We note further that the ALJ continued to steps two through four without stating whether he was proceeding in the alternative or proceeding past step one only as to the period in which Beeks was unemployed *898(after August 2006). While we could reconcile the ALJ’s analysis by concluding that steps two through four analyzed whether Beeks was disabled only during the period she was unemployed, this would be guesswork on our part. Moreover, at step four “past relevant work” must also be substantial gainful activity. 20 C.F.R. § 404.1560(b)(1). The ALJ concluded that Beeks had the residual functional capacity to perform light work and could perform her past relevant work as a school aide. The ALJ’s reconsideration of step one on remand may affect whether Beeks’s work as a school aide constitutes “past relevant work.”
Therefore, we vacate and remand for further elaboration of the step one analysis, particularly as to whether Beeks’s work as a school aide constituted SGA throughout the entire alleged period of disability.
. The ALJ’s decision became the Commissioner's final decision on July 27, 2007, when the Appeals Council denied Beeks's request for review of the ALJ’s decision. See 20 C.F.R. §§ 404.981, 416.1481.
. The District Court had jurisdiction under 42 U.S.C. § 405(g), and we have appellate jurisdiction pursuant to 28 U.S.C. § 1291.

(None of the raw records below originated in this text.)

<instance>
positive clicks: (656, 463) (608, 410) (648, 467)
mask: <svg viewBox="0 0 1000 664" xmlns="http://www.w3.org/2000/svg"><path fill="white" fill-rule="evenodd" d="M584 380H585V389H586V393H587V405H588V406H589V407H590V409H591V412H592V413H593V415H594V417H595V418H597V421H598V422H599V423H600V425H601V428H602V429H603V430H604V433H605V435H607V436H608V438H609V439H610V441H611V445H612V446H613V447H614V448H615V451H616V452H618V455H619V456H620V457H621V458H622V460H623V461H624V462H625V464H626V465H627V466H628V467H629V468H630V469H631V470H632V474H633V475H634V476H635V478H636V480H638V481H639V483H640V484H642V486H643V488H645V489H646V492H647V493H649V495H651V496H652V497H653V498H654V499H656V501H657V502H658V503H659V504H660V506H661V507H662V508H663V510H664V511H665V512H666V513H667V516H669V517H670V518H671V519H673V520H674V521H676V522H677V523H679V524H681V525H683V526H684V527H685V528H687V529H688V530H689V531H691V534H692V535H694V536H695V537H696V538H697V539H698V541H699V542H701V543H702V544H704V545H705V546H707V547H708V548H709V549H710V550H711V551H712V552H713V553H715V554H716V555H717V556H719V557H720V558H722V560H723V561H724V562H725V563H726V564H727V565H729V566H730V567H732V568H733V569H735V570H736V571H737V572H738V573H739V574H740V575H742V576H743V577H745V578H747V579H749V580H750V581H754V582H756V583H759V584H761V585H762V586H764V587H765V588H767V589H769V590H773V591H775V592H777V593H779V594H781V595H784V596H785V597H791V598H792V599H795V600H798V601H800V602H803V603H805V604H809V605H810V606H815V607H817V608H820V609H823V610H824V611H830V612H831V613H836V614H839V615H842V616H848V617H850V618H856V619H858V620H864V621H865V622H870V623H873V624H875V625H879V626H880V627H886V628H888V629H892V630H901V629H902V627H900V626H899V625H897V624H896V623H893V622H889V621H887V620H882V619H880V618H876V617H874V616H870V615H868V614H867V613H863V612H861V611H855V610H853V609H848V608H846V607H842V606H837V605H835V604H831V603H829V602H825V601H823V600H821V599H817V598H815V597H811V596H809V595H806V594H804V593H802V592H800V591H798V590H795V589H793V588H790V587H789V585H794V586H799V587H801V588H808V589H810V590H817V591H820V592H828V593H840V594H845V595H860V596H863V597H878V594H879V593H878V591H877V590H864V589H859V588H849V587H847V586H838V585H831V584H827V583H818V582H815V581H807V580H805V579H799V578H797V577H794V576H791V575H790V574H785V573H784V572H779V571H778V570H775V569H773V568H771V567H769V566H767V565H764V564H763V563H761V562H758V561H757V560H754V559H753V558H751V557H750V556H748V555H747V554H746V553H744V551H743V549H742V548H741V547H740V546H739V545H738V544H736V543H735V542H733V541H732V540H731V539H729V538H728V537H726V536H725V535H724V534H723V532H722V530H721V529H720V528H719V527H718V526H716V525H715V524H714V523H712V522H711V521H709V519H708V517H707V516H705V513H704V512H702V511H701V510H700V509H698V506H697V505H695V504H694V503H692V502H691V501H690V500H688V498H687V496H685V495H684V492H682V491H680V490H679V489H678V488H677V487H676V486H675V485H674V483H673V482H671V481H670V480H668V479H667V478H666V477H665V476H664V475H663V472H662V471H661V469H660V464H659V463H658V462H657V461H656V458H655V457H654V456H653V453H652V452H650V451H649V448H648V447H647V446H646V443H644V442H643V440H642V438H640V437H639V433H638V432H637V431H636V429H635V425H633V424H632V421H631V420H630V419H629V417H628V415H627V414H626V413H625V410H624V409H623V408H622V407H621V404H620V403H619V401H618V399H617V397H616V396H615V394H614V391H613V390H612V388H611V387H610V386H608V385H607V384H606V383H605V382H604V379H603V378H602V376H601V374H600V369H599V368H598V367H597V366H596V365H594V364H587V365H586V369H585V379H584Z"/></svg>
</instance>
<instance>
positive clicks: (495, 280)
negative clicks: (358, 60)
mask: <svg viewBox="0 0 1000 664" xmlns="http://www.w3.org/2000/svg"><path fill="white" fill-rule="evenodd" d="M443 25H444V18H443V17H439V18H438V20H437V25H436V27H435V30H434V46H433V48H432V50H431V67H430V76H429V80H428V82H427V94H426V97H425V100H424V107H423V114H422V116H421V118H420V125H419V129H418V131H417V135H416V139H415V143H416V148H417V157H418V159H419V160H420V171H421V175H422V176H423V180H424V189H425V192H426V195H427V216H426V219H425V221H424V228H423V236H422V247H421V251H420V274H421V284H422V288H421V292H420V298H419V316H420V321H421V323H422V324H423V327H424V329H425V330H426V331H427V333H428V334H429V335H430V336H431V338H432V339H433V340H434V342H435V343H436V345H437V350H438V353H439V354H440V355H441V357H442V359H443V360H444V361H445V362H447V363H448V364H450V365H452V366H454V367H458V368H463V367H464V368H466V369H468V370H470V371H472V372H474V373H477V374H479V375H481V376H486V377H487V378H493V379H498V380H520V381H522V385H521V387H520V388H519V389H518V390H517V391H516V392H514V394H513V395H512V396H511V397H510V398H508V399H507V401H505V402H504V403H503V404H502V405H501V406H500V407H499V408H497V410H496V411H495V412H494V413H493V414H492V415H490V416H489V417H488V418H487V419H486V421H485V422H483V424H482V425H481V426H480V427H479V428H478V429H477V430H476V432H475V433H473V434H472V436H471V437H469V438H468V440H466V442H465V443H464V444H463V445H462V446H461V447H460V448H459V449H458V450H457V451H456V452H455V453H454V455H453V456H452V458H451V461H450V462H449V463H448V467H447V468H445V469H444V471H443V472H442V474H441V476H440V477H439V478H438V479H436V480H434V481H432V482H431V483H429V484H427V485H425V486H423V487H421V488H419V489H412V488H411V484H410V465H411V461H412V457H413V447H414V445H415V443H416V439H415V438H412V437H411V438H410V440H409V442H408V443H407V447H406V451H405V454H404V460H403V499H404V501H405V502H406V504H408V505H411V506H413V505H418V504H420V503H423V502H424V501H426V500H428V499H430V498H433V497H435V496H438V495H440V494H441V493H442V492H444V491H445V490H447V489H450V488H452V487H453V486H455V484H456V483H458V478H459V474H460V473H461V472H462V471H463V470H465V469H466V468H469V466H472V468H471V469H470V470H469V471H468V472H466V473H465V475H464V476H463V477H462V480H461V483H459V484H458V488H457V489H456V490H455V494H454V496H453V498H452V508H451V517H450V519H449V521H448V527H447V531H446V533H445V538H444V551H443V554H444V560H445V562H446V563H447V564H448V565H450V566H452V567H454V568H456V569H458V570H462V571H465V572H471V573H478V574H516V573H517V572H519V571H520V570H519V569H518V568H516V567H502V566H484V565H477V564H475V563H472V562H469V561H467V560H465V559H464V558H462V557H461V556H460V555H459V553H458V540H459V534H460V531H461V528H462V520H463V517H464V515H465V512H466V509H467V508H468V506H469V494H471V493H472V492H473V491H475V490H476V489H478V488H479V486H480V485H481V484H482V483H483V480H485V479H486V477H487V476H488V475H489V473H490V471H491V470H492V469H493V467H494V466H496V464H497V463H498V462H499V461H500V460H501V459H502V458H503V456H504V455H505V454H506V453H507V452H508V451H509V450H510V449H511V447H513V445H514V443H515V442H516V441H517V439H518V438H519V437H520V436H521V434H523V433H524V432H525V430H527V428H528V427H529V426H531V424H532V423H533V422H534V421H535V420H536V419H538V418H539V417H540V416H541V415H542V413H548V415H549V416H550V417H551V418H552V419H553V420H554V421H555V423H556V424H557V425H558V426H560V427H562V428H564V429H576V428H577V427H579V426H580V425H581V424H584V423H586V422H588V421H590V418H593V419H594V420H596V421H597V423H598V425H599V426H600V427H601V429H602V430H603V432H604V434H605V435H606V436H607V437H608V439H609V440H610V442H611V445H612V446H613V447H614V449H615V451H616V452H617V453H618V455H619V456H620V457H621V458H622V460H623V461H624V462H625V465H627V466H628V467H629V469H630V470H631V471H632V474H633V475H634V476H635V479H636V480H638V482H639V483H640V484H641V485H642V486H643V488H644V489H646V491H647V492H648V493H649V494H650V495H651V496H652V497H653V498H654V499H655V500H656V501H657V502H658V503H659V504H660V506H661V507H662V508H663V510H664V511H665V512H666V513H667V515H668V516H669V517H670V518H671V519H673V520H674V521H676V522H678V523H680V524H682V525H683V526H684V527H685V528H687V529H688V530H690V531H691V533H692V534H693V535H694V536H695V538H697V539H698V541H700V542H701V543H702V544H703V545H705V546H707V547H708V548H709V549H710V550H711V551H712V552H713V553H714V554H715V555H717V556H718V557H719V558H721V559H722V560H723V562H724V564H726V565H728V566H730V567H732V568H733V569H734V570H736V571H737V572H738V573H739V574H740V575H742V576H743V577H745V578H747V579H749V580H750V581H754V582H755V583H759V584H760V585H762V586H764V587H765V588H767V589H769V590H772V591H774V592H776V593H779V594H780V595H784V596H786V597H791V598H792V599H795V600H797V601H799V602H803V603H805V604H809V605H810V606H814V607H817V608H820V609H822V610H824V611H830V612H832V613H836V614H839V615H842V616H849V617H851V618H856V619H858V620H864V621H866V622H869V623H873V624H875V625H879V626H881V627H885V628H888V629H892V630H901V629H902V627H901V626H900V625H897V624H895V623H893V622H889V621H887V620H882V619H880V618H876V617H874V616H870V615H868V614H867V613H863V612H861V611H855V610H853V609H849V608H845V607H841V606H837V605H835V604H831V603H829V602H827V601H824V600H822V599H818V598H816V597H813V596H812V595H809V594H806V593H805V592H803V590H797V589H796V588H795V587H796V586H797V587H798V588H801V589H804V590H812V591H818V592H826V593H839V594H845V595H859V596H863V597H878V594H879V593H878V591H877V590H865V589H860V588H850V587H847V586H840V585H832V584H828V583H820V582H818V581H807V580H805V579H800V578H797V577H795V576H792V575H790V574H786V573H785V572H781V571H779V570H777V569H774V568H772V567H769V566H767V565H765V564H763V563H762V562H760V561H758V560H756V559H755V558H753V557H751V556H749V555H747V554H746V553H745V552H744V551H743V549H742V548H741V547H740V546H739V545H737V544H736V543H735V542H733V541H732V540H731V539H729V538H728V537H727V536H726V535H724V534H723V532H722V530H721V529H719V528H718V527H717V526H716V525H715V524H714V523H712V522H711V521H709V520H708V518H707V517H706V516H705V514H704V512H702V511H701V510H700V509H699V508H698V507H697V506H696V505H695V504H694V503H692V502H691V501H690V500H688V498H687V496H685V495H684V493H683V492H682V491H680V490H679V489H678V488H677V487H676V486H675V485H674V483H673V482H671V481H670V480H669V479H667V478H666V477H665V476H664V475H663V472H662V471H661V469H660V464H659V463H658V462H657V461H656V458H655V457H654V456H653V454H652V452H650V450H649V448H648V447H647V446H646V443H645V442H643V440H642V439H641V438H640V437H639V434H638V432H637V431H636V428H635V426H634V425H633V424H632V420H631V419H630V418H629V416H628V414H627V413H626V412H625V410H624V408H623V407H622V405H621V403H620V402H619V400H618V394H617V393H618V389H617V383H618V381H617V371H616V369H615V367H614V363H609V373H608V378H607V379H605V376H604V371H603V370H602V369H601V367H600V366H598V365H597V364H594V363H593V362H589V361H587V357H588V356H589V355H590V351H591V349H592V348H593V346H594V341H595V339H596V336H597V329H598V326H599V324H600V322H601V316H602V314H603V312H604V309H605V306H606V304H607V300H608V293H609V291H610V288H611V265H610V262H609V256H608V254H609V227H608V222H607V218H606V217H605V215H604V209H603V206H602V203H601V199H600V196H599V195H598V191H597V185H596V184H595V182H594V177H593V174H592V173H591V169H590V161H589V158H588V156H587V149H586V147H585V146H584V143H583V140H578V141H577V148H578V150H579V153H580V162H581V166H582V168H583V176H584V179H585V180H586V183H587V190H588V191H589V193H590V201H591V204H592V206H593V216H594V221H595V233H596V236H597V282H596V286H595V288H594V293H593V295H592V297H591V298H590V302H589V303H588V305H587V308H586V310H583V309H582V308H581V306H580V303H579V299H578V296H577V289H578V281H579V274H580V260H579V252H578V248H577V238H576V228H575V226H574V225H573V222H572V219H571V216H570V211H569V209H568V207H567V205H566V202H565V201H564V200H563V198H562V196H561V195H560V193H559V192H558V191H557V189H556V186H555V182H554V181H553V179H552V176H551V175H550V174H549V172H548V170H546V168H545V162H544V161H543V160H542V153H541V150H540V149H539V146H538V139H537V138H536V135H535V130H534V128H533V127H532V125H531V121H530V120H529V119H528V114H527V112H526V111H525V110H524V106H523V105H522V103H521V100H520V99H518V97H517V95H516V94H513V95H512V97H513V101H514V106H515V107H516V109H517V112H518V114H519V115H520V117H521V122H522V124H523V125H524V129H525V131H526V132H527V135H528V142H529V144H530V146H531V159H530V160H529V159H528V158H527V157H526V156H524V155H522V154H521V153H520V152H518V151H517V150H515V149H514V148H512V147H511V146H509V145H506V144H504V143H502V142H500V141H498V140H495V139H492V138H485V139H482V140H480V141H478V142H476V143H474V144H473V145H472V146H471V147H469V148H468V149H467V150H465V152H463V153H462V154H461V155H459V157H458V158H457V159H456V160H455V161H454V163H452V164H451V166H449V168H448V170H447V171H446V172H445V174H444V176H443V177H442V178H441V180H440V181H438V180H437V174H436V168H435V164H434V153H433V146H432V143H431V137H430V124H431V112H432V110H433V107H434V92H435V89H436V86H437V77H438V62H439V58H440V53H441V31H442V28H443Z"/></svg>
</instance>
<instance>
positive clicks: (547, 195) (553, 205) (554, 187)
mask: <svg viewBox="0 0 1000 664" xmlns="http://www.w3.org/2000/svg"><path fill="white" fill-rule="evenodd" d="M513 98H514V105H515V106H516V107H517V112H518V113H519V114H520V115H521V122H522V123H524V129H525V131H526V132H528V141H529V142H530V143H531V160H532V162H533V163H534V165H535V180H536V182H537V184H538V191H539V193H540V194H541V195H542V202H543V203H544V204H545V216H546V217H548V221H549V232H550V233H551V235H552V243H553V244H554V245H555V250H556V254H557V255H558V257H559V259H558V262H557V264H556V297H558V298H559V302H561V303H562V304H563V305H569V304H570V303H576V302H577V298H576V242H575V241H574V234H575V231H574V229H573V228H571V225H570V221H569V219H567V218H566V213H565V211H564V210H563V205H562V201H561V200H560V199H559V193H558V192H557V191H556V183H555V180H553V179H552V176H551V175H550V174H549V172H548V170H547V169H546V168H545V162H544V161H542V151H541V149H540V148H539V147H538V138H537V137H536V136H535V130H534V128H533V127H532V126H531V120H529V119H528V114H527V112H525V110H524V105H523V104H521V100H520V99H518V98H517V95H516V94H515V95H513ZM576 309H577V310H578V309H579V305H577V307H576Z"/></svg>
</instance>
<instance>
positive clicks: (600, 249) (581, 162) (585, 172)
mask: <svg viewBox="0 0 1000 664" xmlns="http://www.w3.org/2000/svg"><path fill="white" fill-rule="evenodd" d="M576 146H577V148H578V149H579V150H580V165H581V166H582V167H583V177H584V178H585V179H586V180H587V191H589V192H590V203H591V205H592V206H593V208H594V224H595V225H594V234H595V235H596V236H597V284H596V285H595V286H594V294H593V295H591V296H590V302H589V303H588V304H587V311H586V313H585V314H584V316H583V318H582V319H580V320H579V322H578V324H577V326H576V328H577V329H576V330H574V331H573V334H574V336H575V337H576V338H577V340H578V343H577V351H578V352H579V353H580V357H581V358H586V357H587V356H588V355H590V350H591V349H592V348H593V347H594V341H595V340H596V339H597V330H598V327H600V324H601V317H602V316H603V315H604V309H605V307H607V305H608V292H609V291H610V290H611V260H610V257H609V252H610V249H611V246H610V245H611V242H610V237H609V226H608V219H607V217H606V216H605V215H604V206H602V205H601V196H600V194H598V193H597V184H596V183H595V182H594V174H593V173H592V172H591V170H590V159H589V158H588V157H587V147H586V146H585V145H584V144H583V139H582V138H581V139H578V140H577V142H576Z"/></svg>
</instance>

.The ALJ will consider "other information in addition to ... earnings if there is evidence indicating that [the claimant] may be engaging in substantial gainful activity or that [the claimant is] in a position to control when earnings are paid ... or the amount of wages paid....” 20 C.F.R. § 404.1574(b)(3)(ii).
. A heading in the AU's decision states that Beeks “has not engaged in substantial gainful activity since October 1, 2002, to the alleged onset date.” A.R. 18. We agree with the District Court that the ALJ's inclusion of the word "not” in this heading was a typographical error, given the analysis the ALJ conducted at step one.